Although it reveals itself in different ways, people's fears are really quite consistent. Researchers

at the University of Manitoba, Canada, found the greatest fear is showing signs of anxiety such

as trembling or having a shaky voice. Fear of the mind going blank, freezing and being unable to

continue, saying or doing something embarrassing. In principle, there isn't such a difference

between talking to one person and talking to several. Granted, more of a two-way interaction is

expected with just two people, but beyond this the difference between say speaking to two or two

hundred is a matter of scale. Whether we talk to one person or to many we engage in a process

where both the speaker and those who listen have goals. In a successful delivery, goals are met,

but if anxiety inhibits the process neither the speaker nor the audience is satisfied.  Anxiety is

contagious and it results in frustration.   Stage fright starts from a kind of self-handicapping

internal dialogue. It goes along the lines of the person feeling they are not experienced or clever

enough to do this. Aside from the actually skill of presentation, the person fears the negative

evaluation of others and of being the center of attention (at least for this activity). When the

person does begin their presentation, they may further handicap themselves by apologizing for –

feeling ill, for having previously muddled up their papers, for not having much time to research

the materials beforehand - and so on. It sets up a negative experience for their audience who are

left feeling they may be about to get a poor deal.

10 ways to reduce stage fright:

1. Shift the focus from yourself and your fear to your true purpose—contributing something
of value to your audience.
2. Stop scaring yourself with thoughts about what might go wrong.

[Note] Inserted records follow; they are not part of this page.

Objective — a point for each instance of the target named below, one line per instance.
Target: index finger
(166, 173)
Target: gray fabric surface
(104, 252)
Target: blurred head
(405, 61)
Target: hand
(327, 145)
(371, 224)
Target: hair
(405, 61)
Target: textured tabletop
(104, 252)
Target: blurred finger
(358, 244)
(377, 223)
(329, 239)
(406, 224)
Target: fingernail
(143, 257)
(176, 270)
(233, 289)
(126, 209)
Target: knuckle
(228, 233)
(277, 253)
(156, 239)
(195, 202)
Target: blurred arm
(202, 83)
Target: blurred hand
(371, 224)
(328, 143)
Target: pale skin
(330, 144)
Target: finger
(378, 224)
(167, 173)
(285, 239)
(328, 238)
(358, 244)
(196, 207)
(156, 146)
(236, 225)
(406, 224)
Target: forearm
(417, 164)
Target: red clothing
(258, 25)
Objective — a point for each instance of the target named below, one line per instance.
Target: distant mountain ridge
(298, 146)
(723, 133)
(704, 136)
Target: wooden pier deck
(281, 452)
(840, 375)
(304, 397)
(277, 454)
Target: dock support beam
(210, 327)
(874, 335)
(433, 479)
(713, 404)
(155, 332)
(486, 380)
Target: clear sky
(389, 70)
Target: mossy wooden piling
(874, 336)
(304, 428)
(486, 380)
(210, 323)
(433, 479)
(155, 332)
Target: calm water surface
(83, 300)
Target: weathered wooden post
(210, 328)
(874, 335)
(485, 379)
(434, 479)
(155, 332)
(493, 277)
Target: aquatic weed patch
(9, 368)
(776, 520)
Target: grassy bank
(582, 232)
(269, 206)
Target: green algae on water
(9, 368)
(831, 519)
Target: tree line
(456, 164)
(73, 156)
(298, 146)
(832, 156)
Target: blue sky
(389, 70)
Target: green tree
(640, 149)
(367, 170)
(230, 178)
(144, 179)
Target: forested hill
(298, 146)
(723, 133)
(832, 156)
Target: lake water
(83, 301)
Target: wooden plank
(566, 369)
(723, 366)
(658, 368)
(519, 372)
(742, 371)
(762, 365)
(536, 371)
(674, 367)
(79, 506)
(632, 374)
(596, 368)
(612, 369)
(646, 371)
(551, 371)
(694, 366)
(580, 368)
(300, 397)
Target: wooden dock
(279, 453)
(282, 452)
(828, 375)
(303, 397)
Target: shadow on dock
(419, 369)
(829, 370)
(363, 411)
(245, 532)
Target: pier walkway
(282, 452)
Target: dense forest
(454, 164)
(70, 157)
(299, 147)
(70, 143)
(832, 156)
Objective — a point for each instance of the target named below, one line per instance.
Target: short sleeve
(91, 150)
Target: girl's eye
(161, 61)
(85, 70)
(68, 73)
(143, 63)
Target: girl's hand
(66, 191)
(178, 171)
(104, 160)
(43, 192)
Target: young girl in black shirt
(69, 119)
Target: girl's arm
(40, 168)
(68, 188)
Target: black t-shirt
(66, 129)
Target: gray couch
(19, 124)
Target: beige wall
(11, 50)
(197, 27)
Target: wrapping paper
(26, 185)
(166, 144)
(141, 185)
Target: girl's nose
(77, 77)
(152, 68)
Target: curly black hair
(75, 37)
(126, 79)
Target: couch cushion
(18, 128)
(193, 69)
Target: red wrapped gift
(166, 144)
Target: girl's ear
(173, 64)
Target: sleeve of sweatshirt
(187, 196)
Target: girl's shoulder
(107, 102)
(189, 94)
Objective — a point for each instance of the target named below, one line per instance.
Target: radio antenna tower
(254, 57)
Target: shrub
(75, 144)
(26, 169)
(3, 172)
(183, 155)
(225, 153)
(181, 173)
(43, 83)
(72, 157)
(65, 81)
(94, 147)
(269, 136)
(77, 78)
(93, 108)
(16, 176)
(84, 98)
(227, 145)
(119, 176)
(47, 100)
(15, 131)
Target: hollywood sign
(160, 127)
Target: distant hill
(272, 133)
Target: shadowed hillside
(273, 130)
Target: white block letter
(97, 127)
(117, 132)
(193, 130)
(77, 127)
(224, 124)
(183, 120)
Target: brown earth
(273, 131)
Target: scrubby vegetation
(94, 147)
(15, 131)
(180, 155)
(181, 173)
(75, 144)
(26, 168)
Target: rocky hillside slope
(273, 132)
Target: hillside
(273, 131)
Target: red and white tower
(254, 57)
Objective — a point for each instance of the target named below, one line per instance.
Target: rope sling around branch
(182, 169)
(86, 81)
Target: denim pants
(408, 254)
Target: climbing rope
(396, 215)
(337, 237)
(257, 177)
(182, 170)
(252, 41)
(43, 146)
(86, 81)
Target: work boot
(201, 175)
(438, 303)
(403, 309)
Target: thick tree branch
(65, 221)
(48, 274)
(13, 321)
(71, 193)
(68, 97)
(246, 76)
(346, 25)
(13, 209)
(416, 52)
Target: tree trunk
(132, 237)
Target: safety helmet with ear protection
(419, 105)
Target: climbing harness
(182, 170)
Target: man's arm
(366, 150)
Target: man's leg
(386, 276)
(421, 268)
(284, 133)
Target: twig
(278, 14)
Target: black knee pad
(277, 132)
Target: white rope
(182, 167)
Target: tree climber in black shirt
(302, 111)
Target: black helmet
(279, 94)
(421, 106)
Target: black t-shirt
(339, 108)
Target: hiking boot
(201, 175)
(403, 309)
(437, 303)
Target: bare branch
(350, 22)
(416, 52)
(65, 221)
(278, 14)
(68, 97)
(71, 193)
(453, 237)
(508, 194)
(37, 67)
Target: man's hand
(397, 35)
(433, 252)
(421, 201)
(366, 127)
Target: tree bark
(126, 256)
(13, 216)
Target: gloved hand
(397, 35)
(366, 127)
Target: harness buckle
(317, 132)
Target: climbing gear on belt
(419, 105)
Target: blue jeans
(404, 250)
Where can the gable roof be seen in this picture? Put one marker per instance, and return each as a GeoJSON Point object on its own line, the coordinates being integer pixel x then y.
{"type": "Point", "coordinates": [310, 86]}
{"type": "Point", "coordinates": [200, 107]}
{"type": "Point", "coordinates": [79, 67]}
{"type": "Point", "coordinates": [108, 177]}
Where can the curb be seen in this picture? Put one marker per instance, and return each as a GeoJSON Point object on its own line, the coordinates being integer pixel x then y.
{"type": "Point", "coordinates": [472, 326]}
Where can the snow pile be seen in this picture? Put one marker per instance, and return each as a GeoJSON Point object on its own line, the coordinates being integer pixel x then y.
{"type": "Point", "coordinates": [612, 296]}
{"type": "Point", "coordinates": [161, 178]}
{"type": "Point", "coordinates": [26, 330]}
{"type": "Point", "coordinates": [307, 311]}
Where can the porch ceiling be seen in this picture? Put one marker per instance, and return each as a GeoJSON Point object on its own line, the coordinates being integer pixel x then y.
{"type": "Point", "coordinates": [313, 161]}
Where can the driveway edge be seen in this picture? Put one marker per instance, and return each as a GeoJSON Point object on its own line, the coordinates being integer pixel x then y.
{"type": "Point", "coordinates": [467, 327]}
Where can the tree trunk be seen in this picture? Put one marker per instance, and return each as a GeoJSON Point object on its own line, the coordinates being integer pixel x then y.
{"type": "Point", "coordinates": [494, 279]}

Instead, focus your
attention on thoughts and images that are calming and reassuring.
3. Refuse to think thoughts that create self-doubt and low confidence.
4. Practice ways to calm and relax your mind and body, such as deep breathing, relaxation
exercises, yoga, and meditation.
5. Exercise, eat well, and practice other healthful lifestyle habits. Try to limit caffeine,
sugar, and alcohol as much as possible.
6. Visualize your success: Always focus on your strength and ability to handle challenging
situations.
7. Prepare your material in advance and read it aloud to hear your voice.
8. Make connections with your audience: Smile and greet people, thinking of them as
friends rather than enemies.
9. Stand or sit in a self-assured, confident posture. Remain warm and open and make eye
contact.
10. Give up trying to be perfect and know that it is OK to make mistakes. Be natural, be
yourself.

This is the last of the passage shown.